O senador reconheceu, à imprensa, que os fanáticos e os desequilibrados não vão desaparecer da sociedade (logo alguém poderá recordar-se dos métodos de Stálin e Hitler, para "limpar" a sociedade, e o senador talvez seja surpreendido) mas ele acha que é preciso endurecer a legislação. Endurecer o que?

Já é um grande crime possuir uma arma de fogo ilegal. E uma via-crucis comprar uma dentro da lei. E, pelo que se sabe, até agora, a não ser que a Polícia nos desminta (aos céticos e curiosos), Wellington não tinha armas registradas e nem porte de arma. As armas dele, revólveres, podem, muito bem, ter pertencido a policiais militares roubados. O que é mais do que comum no Brasil.

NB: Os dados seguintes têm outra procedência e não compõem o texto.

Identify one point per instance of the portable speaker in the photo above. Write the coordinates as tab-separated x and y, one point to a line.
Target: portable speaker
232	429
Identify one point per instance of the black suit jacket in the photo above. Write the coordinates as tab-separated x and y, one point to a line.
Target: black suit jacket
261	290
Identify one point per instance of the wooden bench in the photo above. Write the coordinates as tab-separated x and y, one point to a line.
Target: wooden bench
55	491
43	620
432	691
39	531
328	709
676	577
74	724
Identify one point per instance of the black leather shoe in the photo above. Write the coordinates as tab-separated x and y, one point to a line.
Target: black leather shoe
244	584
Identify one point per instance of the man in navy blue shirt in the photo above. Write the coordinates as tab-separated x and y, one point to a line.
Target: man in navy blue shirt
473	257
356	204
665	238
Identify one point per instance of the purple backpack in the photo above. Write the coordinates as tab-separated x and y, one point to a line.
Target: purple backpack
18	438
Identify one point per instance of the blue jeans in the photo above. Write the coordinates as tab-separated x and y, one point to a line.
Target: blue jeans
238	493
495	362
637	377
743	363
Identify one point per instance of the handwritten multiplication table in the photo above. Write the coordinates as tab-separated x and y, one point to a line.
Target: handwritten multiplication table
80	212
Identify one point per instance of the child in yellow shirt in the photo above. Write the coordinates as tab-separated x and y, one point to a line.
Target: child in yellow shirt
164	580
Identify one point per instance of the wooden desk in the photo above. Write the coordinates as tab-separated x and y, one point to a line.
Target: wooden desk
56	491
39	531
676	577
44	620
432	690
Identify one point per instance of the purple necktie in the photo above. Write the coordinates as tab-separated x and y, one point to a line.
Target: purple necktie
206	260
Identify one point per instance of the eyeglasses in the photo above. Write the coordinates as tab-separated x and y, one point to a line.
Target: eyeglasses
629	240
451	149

Os bandidos também roubam armas de guardas de empresas de segurança, a maioria com revólveres calibres 38. 

Wellington com toda a certeza não foi a um posto da Polícia Federal registrar suas armas e explicar suas intenções. E nem os bandidos que assaltam todos os dias, invadem shoppings, condomínios, empresas, matam nos cruzamentos movimentados das grande cidades.
Esses bandidos, tenho a certeza absoluta, riem do senador José Sarney, do ministro da Justiça, Cardozo, do especialista e ex-policial Rodrigo Pimental, hoje consultor de segurança, roteirista de cinema e “comentarista social” da Rede Globo. 


"Nós temos a obrigação de tirar os instrumentos que eles [fanáticos] podem utilizar nessa circunstâncias. Acho que deveria ser um projeto de lei revogando a lei anterior e rediscutindo o assunto. A realidade hoje é inteiramente outra da que nós votamos a lei", afirmou. É mesmo?
De certa forma o senador tem razão: hoje há muito menos armas nas mãos da população honesta e muito mais armas -de vários calibres- nas mão dos bandidos.

O que falta, caro senador, é parar de passar a mão na cabeça de assassinos e colocar a polícia na rua para prender bandidos cruéis, psicopatas que fugiram da cadeia, gente que mata cotidianamente e com prazer.
Wellington Menezes de Oliveira, senador, até agora - felizmente - o Brasil só teve um. Espero que continue assim. No entanto, temos 50 mil homicídios por ano, e absolutamente isso é  produto do crime.

O senhor deveria aconselhar uma ação mais dura da polícia contra os bandidos, não desproteger a população já tão sem proteção. Mãos à obra, senador.

Lugar de bandido é na cadeia, não circulando  por aí com armas ilegais. 
Vamos fiscalizar melhor as fronteiras.
Vamos combater o tráfico de drogas.
Vamos combater o contrabando de armas.
Vamos ser duros na Lei Penal, não soltar bandidos cruéis, que cometeram crimes hediondos antes do tempo. 
Vamos aumentar o tamanho das penas para criminosos cruéis, sem condicionais após dois aninhos, sem visitinhas de Natal, dia das mamães e outras regalias.

Sejamos duros com os bandidos, senador, pois eles não têm  piedade de nós.